Tenho muita calma e paciência em minhas leituras, além de riscar, ao meu modo, os livros lidos. Por isso, não peço emprestado livro a ninguém. E por falar em empréstimos, raramente os recebi de volta a quem os emprestei. Uma vez encontrei um deles, de minha biblioteca, em um sebo da cidade de Mossoró. E o trouxe de volta para casa, como aquele filho pródigo que fora sequestrado por um amigo ingrato e mau caráter. Deixo o seguinte aviso aos visitantes, mas tem os insistentes: “O último que me levou emprestado, ainda não voltou para devolver”.
Vou dar apenas dois exemplos de escritores aqui do RN que riscavam seus livros com suas observações mais variadas. Esmeraldo Siqueira, que eu visitei inúmeras vezes em sua casa na rua Jundiaí, levado pelo seu filho e amigo “Mano Siqueira”. Só lia com uma caneta à mão para ir fazendo anotações e até discordando do autor. Algumas coisas impublicáveis quando este não gostava dos poemas ou opiniões dos autores. E quando este partiu em 1987, o seu citado filho me deu de presente alguns livros da seleta biblioteca do seu velho pai. Muita literatura francesa, mas eu trouxe uma dezena de obras potiguares. Como disse, todos riscados e com severas brigas entre o leitor exigente e polêmico com os pobres autores do RN. Esmeraldo pouco falava enquanto tomava vinho seco tinto chileno, acompanhando o filho e o jovem cabido visitante…
Fui também muito amigo do professor e escritor José Melquíades. Muitas conversas sobre tudo do mundo literário, fossem estas no bar de Lourival, na sua casa em Santos Reis ou nas solenidades no nosso Instituto Histórico e Geográfico do RN. Regadas a cervejas e uísques. Quando o mestre partiu, em 2001, sua viúva chamou um pequeno grupo de seus amigos para doar seus livros que faziam parte de sua grande biblioteca. Fui um dos escolhidos e de lá trouxe dezenas de livros sobre história e folclore, inclusive os da autoria de seu velho amigo, Câmara Cascudo, com dedicatórias amigas e humorísticas. Foi a primeira viúva que eu vi repassar a biblioteca de seu marido falecido para outros amigos cuidarem com zelo e carinho os livros. Gesto nobre de amizade repassada aos filhos e esposas!
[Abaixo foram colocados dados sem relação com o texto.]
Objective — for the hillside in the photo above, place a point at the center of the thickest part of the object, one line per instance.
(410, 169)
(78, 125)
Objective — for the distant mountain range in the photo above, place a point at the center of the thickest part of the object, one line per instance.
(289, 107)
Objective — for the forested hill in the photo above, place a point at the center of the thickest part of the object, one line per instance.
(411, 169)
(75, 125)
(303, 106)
Não vou descrever o que muitas viúvas fizeram das bibliotecas de seus maridos escritores quando o caixão dobrou a esquina. Cala-te boca!
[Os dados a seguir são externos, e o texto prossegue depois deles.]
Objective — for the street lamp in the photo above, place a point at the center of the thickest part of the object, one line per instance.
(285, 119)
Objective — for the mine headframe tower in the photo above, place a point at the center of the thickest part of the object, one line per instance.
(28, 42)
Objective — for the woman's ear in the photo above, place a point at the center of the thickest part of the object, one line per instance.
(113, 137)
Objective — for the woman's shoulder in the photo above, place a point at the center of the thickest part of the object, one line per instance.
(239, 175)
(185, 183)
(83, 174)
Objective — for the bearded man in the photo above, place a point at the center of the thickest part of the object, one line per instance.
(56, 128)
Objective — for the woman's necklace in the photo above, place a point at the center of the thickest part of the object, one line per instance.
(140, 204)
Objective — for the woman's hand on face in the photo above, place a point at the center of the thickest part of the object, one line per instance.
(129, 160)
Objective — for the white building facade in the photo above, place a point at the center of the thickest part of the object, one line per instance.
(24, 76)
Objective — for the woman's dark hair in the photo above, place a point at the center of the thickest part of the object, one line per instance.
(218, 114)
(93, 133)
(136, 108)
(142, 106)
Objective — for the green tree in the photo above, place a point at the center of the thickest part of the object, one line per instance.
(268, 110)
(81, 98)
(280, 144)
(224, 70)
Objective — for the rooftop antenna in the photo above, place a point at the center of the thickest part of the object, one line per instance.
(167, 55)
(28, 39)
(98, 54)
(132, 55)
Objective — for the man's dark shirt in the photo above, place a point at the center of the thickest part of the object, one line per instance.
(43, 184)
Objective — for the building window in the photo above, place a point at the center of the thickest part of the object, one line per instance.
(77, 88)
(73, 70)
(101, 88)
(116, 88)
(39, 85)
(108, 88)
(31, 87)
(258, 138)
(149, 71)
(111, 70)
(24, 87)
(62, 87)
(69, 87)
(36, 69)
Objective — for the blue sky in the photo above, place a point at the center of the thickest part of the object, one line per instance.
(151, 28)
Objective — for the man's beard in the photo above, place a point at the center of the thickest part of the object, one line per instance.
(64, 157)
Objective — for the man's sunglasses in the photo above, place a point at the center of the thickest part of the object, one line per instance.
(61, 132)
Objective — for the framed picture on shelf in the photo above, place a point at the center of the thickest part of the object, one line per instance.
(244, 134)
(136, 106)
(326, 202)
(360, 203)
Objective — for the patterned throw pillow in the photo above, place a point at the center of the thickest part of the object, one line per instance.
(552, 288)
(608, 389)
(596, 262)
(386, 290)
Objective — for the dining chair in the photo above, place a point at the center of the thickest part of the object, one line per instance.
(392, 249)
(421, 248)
Hoje, jogo a culpa dos meus livros totalmente riscados aos dois saudosos mestres e amigos referidos. Uma certa homenagem aos dois. Desconfio de biblioteca muito arrumada e de pesquisadores sem anotações nos livros lidos. Minha antiga mestra escolar do Curso de Pedagogia, perdeu tempo coitada, em me aconselhar a fazer uma fichinha para cada livro lido: “Nunca rasure seus livros!’.  Perdão professora, mas preferi anotar nos espaços em branco das obras lidas. São amizades e habitantes de minha casa, como diria o escritor Américo de Oliveira Costa. Os herdeiros gostam de dinheiro, não de livros. 
Vou encerrar esta prosa meia chata, lembrando aquele antiguíssimo dito popular que eu ouvi ainda criança na feira do Alecrim: “Se conselho fosse bom, ninguém dava, vendia!”. E antes que me esqueça, eu digo que nunca li livros de maneira virtual. Na internet só artigos, nada de textos longos. Sou do tempo de impressos em papel. Gráficas, livrarias e sebos. Quem me conhece, sabe que não tenho tempo. E como vou riscá-los na tela de meu notebook?
Morada São Saruê, Nísia Floresta/RN.